05-26-2009, 11:59 AM
Hey guys, I want to comment on the statements that the G1 Zulu should have been like the G2 in the first place. This really is all hindsight now, but 6 years ago when we developed the first Zulu, more guys were still using belt gear and buttpacks. The shorter stay length made it easier to use the Zulu without the waistbelt when worn over belt rigs. The 2" longer stays on the G2 Zulu do help with shoulder lift now, but it is the new suspension components that contribute the most to the new comfort level. The G2 Marauder has the same stay length (19") as the G1 Marauder and G1 Zulu, yet it is much more comfortable than the G1 versions. The extra shoulder lift available from the 2" longer stays on the G2 Zulu really is dependent on user height. Guys much over 6 feet tall will still not get true shoulder lift out of any 21" frame pack, but they will still feel the improved comfort level of a G2 Zulu over a G1 Zulu, because of the new suspension components. Hope this helps..


05-26-2009, 04:30 PM
I see what you're saying about the comfort associated with the longer stay length. It's all relative to your height. I am 5'11", and I know that I would benefit from the extra 2 inches.

I also see what you're saying about the shorter stay lengths. That's why I think that the G1 Zulu made an exceptional 3-day pack. The problem is that I am not in the military. I don't wear a belt kit that would get in the way of the Zulus hip belt. The general public is probably going to be more attracted to a Zulu with longer stays. Not to mention the Zulu has plenty of room to expand (via the expanding collar, floating lid, generous amount of PALS and side compression straps). It just begs to be overloaded.

I think everything that Kifaru does is intentional and is backed by sound reasoning and in-depth research. Offering the Zulu with shorter stays wasn't a mistake it just fulfilled a different role (a role that may be better suited for someone in the military that's why it's marketed as a military pack right). I don't plan on getting rid of my G1 Zulu anytime soon.

05-26-2009, 05:49 PM
Went out for another hike today with the Zulu in order to dial it in just right. I shortened the shoulder straps just a little. I have found (at least for me), for almost any pack, if I make the distance between where the padding ends at the top of the shoulder strap and the bottom of the lumbar pad equal to torso length ( about 19 inches in my case), I'll have a perfect fit. Sure enough, it puts the 'strap keeper thing' right over my collar bone. I'm about 5' 9" and the longer stays help. If I were over 6' and carried enough weight to need shoulder lift, I'd get a pack with taller stays, like ZXR/MMR. Next week, I'll take the G2 TailGunner-1 out, and do a report.

06-08-2009, 09:24 AM
I knew the G2 Zulu had more capacity than spec, but I didn't know exactly how much. So, I dug up an Osprey Aether 70 (70 litre or 4200 ci) out of storage, and filled it with clothes. I then transfered the same stuff to the Zulu and to my surprise, it all fit. It didn't even go over the top of the cordura, and the opening was smaller than fist sized! The Osprey also has a top lid, about the same capacity as the XTL (10 L or 600 ci). So, with this result, I'd rate the G2 Zulu conservatively at 3600 cubes (60L) without the XTL and 4200 ci (70L) with it.

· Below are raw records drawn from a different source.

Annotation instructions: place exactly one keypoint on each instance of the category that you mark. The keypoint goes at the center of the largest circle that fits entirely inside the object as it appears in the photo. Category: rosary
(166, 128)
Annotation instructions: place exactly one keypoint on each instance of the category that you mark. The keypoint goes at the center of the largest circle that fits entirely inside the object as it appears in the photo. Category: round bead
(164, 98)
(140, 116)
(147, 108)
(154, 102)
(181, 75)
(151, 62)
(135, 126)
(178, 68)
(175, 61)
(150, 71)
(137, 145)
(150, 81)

Even more can be stuffed into it if using the XTL, since the PCS will secure the load. You can overstuff it to an incredible 4800 cubes (80 L) when using the XTL, without anything spilling over or using pockets!

Couple of conclusions for me. First, the G2 Zulu (w XTL) really has about twice the capacity as the MollExpress...so they really are not that similar in capacity. Also, seeing how much stuff I can put into the Zulu, I will go for the EMR or MMR frame w AG2 bag for my large expedition pack someday, not ZXR or regular MMR.